Mineral fiber insulation is well known and has been a commercial product for an extended period of time. The insulation is typically made from rock or slag fibers often referred to as mineral wool or rock wool. The insulation is made from a calcium magnesium aluminum silicate glass. It is produced by melting a mixture of various slags and/or rock wool raw materials in a coke fired cupola. Alternatively, the raw materials can be melted in an electric or gas heated furnace. After the raw materials have been melted together, the wool is produced by either a multi-wheel centrifuge apparatus or by a Downey apparatus. Typically, if the fibers produced from this glass material are used as an insulation material, they are bound together by phenolic resins.
Previously in the art, insulation products were formed from asbestos fibers. Asbestos fibers, when inhaled, may cause disease in humans. Although the exact mechanism responsible for the biological activity of inhaled asbestos fibers is unknown, it is believed that their long residence time in the lung contributes to their ability to cause disease.
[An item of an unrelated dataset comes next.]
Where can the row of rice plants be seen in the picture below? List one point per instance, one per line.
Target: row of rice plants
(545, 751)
Although mineral fibers have not been linked to disease in humans and their residence time in the human lung appears to be much shorter than that of asbestos fibers, it has become desirable to produce a mineral wool having an improved biosolubility.
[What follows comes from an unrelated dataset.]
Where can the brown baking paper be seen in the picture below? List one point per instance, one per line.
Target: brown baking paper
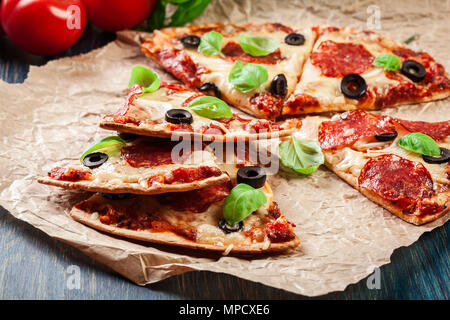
(54, 115)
One would expect that increasing the solubility of the mineral wool fibers would decrease the time the mineral wool fibers would remain in a human lung if they were inhaled. The dissolution rate of wool fibers in saline solutions similar to those existing in a human lung can be significantly increased by altering the chemical composition of the fiber, but there remains the problem of accomplishing this in such a way that other important properties of the mineral wool for commercial purposes are unimpaired.